The Cyber Security Research Institute (CSRI) conducted a six-month investigation into the sale of digital code signing certificates on the dark web.
The research uncovered code signing certificates readily available for purchase on the dark web, selling for up to $1,200 – making them more expensive than counterfeit U.S. passports, stolen credit cards and even handguns.
“We’ve known for a number of years that cyber criminals actively seek code signing certificates to distribute malware through computers,” said Peter Warren, chairman of the CSRI. “The proof that there is now a significant criminal market for certificates throws our whole authentication system for the Internet into doubt and points to an urgent need for the deployment of technology systems to counter the misuse of digital certificates.”

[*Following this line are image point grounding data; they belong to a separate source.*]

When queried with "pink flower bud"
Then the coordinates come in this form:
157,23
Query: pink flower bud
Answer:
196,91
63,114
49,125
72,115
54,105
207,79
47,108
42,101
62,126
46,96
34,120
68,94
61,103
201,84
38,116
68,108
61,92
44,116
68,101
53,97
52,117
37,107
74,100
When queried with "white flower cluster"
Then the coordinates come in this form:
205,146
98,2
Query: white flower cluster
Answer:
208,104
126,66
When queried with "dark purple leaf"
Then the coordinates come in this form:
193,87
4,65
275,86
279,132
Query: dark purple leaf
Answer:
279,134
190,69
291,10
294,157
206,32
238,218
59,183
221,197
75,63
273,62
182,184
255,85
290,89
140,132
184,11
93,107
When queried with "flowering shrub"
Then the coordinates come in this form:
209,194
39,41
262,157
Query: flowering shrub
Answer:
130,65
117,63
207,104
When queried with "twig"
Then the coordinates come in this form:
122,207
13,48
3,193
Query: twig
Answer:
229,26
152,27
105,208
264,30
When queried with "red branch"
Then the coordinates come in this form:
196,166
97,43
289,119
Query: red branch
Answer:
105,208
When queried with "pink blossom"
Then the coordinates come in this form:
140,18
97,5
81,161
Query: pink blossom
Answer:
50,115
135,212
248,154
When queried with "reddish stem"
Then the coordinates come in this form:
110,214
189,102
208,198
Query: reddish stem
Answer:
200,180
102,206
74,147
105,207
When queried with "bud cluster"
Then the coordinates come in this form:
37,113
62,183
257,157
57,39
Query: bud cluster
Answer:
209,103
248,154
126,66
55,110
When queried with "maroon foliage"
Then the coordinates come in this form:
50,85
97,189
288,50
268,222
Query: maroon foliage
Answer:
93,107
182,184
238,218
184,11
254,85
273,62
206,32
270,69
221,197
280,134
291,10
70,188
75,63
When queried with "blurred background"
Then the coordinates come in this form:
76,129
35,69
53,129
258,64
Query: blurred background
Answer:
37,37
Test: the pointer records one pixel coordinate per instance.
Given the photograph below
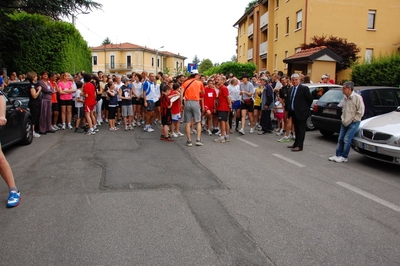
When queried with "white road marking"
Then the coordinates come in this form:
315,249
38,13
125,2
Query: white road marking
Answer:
248,142
289,160
370,196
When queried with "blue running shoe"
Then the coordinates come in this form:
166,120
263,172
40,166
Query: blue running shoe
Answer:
13,199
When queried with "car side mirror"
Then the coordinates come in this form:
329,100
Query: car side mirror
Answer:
17,103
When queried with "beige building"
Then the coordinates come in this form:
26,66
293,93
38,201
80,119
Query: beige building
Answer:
125,58
273,30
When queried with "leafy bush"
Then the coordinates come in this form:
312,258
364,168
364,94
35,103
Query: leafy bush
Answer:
381,71
35,42
232,67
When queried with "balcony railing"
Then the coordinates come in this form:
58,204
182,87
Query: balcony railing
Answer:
119,66
250,54
264,48
264,20
250,30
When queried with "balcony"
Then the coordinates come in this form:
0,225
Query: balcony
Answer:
264,21
118,67
263,49
250,30
250,54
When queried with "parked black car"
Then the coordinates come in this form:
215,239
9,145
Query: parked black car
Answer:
317,90
377,100
18,91
19,124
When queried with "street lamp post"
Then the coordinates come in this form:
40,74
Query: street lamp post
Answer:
157,58
73,23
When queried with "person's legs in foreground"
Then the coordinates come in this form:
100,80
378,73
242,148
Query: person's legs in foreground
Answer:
6,172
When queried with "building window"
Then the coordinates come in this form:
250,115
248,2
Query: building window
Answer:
371,19
112,61
129,61
368,55
286,56
287,25
299,16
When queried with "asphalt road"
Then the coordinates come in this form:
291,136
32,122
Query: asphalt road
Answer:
127,198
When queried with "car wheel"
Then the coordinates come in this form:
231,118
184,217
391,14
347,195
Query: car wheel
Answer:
326,133
28,134
310,125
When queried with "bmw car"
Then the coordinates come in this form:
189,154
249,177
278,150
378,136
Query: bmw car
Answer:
379,137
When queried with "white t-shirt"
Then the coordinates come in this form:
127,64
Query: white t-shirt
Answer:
138,88
78,96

Code signing certificates are used to verify the authenticity and integrity of computer applications and software and make up a vital element of Internet and enterprise security. However, cybercriminals can take advantage of compromised code signing certificates to install malware on enterprise networks and consumer devices.
“With stolen code signing certificates, it’s nearly impossible for organizations to detect malicious software. Any cyber criminal can use them to make malware, ransomware, and even kinetic attacks trusted and effective. In addition, code signing certificates can be sold many times over before their value begins to diminish, making them huge money makers for hackers and dark web merchants. All of this is fuelling the demand for stolen code signing certificates,” said Kevin Bocek, chief security strategist for Venafi.
Warren added: “Although our research uncovered a thriving trade in code signing certificates, we were only able to scratch the surface of this market. In an ironic twist, our researchers were often limited from delving further as dark web traders didn’t trust them. We suspect that TLS, VPN, and SSH key and certificate trading is also rife, alongside the trade in code signing certificates we uncovered.”